I can relate to what you are saying about wading through past threads. When I joined TUG we had already been Wyndham owners for 8 years, were already platinum, I knew how to use the website, and booked and cancelled my own reservations without calling a VC to hold my hand. From talking to other people at the resorts it became obvious to me that there was more I didn't know and searching online for more information led me to TUG. When I was new to TUG and reading back through the threads I often had a hard time even understanding a lot of what I read. I didn't know the people posting or their timeshare backgrounds/opinions.  I didn't know their histories with each other. It was like coming into a movie with a very complex plot half way through. You can figure some things out as you go but it isn't easy and when the movie ends you know you didn't get everything. And to make it worse when I was trying to search out something specific in the threads I had a very hard time. I still do!

If this has already been covered I apologize but a little context and history might be helpful. There are a lot of owners who follow the threads and rarely post or have stopped posting. And they have good reasons, usually being offended, disgusted or just done.  Sometimes newbies come in with their own axes to grind  or with stances that may not be as well informed as they think.  Some don't take well to having others point out to them how they are wrong or not as knowledgeable as they think they are. A good description is what the people who have read all the Harry Potter books and have usually seen the movies too think and say about the people who have only seen the movies and are talking about how they love or hate the movies. The people who have read all the books think and often say something like " You know nothing and please just stop talking now. You don't even have any idea about how much you missed by not having read the books."  I was managing a movie theater during the years the Harry Potter movies came out and I heard so many of those comments and discussions. Btw, I've read all the books in case anyone was wondering, Lol. Not an expert on them any more than I am on knowing all there is to know about timeshares. Like a lot of other people I wouldn't be wasting my time on TUG if I wasn't interested knowing as much as I can about the timeshares we have and staying on top of any changes.
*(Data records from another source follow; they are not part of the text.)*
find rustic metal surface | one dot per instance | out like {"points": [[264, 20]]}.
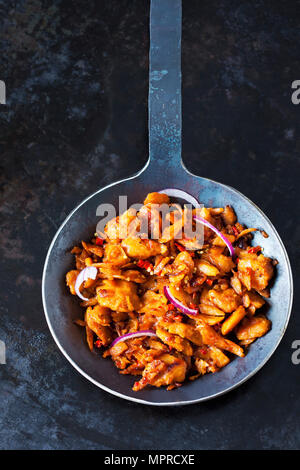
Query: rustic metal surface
{"points": [[75, 121]]}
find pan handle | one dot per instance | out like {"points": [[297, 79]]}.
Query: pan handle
{"points": [[165, 86]]}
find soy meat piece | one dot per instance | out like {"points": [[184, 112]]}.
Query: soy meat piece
{"points": [[252, 328], [118, 295], [254, 271]]}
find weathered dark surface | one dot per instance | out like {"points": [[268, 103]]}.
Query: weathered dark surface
{"points": [[75, 120]]}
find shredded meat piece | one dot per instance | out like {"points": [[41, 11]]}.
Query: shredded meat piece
{"points": [[209, 309], [252, 328]]}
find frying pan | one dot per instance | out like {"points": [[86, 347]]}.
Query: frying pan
{"points": [[163, 169]]}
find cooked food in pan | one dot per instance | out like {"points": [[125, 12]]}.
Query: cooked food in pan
{"points": [[174, 308]]}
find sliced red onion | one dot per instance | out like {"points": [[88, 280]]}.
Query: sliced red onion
{"points": [[177, 304], [173, 192], [87, 273], [136, 334], [214, 229]]}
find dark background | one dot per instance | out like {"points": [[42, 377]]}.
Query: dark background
{"points": [[76, 119]]}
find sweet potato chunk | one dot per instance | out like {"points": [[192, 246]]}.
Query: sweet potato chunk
{"points": [[184, 330], [252, 328], [166, 370], [183, 266], [174, 341], [143, 249], [231, 322], [212, 338], [103, 333], [115, 255], [204, 267], [153, 302], [254, 271], [216, 257], [227, 300], [118, 295]]}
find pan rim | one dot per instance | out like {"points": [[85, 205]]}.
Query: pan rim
{"points": [[178, 403]]}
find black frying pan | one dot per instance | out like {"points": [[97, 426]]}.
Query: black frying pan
{"points": [[164, 169]]}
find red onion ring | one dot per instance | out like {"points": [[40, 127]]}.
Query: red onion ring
{"points": [[173, 192], [136, 334], [87, 273], [177, 304], [214, 229]]}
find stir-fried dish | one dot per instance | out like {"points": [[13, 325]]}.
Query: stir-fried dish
{"points": [[174, 308]]}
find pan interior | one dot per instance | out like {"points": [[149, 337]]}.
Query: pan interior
{"points": [[62, 309]]}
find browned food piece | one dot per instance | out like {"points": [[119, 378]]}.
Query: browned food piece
{"points": [[252, 328], [218, 241], [93, 249], [230, 323], [253, 301], [214, 359], [101, 315], [115, 255], [254, 271], [166, 370], [228, 216], [80, 259], [204, 267], [153, 302], [212, 338], [132, 275], [118, 295], [215, 256], [103, 333], [143, 249], [236, 284], [174, 341], [211, 309], [227, 300], [182, 267], [128, 296], [184, 330], [71, 279], [209, 319]]}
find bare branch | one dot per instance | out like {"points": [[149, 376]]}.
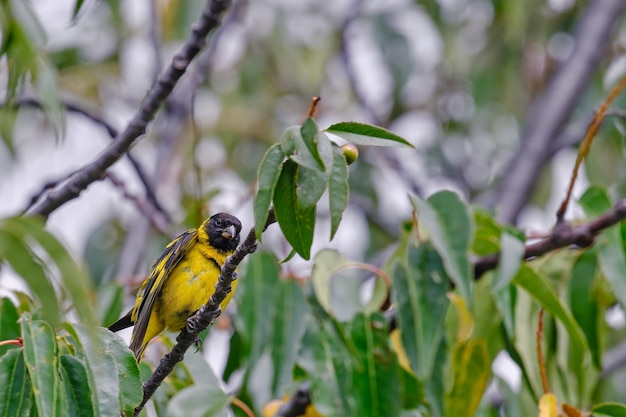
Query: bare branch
{"points": [[562, 236], [155, 98], [551, 110]]}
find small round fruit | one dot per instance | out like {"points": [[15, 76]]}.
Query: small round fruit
{"points": [[351, 153]]}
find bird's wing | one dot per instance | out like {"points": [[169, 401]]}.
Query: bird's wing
{"points": [[159, 272]]}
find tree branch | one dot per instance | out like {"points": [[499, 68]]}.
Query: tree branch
{"points": [[112, 132], [203, 318], [563, 235], [155, 98], [552, 109]]}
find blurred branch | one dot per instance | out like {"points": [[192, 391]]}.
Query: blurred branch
{"points": [[553, 108], [112, 132], [154, 99], [562, 236], [204, 317], [150, 212]]}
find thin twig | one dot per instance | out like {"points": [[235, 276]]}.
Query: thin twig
{"points": [[203, 318], [155, 98], [553, 108], [562, 236]]}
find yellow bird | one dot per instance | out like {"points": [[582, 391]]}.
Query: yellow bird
{"points": [[181, 280]]}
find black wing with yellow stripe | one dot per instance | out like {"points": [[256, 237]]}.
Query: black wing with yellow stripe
{"points": [[149, 291]]}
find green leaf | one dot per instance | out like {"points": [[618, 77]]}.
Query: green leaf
{"points": [[609, 244], [610, 409], [28, 266], [449, 226], [470, 370], [296, 224], [269, 172], [258, 281], [584, 306], [73, 277], [541, 290], [309, 132], [104, 352], [511, 256], [338, 189], [199, 401], [9, 327], [375, 389], [327, 263], [367, 135], [287, 318], [40, 356], [16, 396], [76, 381], [419, 294]]}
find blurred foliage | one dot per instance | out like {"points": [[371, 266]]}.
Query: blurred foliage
{"points": [[454, 78]]}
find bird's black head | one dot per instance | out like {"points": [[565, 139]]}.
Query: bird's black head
{"points": [[223, 230]]}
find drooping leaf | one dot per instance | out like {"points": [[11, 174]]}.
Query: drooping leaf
{"points": [[297, 225], [367, 135], [584, 306], [541, 290], [269, 172], [199, 401], [610, 246], [419, 293], [338, 189], [511, 255], [73, 277], [16, 396], [28, 266], [449, 226], [40, 357], [470, 370], [9, 327], [609, 409]]}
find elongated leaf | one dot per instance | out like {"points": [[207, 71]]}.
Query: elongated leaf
{"points": [[376, 389], [449, 226], [511, 255], [112, 369], [470, 373], [16, 395], [28, 266], [73, 277], [287, 328], [258, 281], [309, 132], [199, 401], [610, 409], [541, 290], [419, 293], [269, 172], [40, 356], [609, 244], [9, 327], [76, 381], [584, 306], [338, 189], [368, 135], [297, 225]]}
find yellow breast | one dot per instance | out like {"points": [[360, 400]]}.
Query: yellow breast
{"points": [[190, 285]]}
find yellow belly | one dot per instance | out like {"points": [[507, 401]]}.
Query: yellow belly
{"points": [[189, 286]]}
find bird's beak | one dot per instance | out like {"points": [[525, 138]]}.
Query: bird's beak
{"points": [[229, 233]]}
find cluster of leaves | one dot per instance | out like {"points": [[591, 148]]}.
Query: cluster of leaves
{"points": [[295, 173]]}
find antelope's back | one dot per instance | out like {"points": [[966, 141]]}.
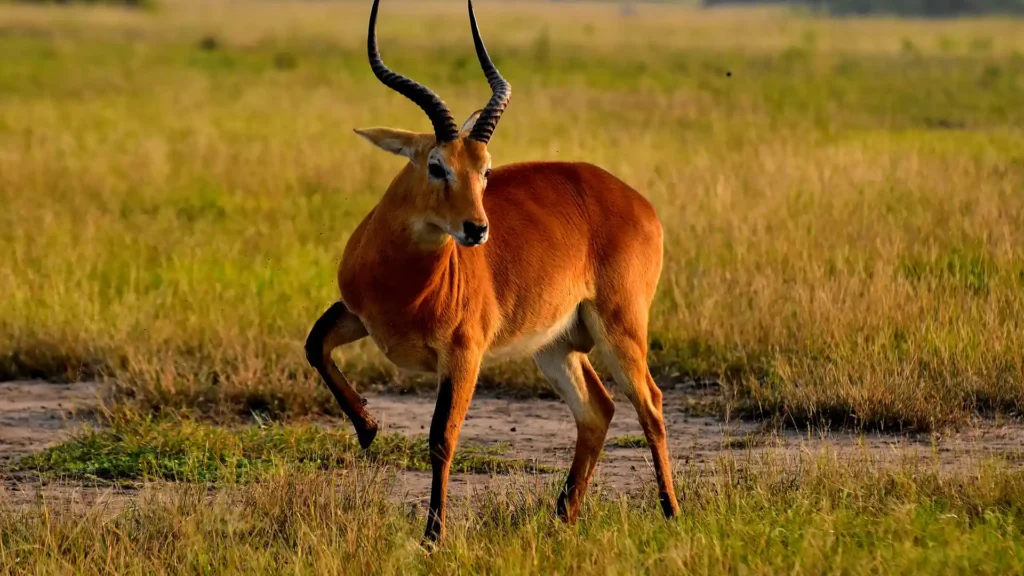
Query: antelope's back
{"points": [[564, 223]]}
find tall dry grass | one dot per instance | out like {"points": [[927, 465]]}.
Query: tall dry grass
{"points": [[842, 199]]}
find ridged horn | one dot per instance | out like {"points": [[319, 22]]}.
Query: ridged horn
{"points": [[445, 128], [500, 88]]}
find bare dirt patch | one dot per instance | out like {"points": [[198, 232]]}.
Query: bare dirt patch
{"points": [[34, 414], [543, 430]]}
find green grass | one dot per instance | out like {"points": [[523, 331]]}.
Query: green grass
{"points": [[141, 449], [815, 515], [843, 241]]}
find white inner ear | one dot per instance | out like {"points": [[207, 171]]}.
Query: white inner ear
{"points": [[435, 157], [468, 125], [394, 141]]}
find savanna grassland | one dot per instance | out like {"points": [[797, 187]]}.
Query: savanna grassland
{"points": [[843, 203]]}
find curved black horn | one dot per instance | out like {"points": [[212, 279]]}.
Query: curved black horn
{"points": [[500, 88], [444, 127]]}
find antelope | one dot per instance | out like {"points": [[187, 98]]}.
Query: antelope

Some people seem to want to use TUG for their own entertainment rather than being an asset in making productive posts or adding value to discussions which also offends, disgusts and makes other people just want to be done with TUG at times.

There is one lesson I apparently learned much easier than you and a few others appear to be learning. That is to listen, learn and not take offense when a longer time well respected member explains to you how you are mistaken, incorrect in some detail, that for whatever reason you need to step back with what you are saying or need to think about how you are responding. Online lacks the nuances of person to person discussion as we all know. Plus not everyone is good at putting things into words, particularly written. Without as many of the long time members posting these days it can be very difficult to figure out who consistently has the best advice or will point you to someone who can better answer a question. In talking face to face it is much easier to get a feel for who has an agenda, who is the player or poser and who is the real deal.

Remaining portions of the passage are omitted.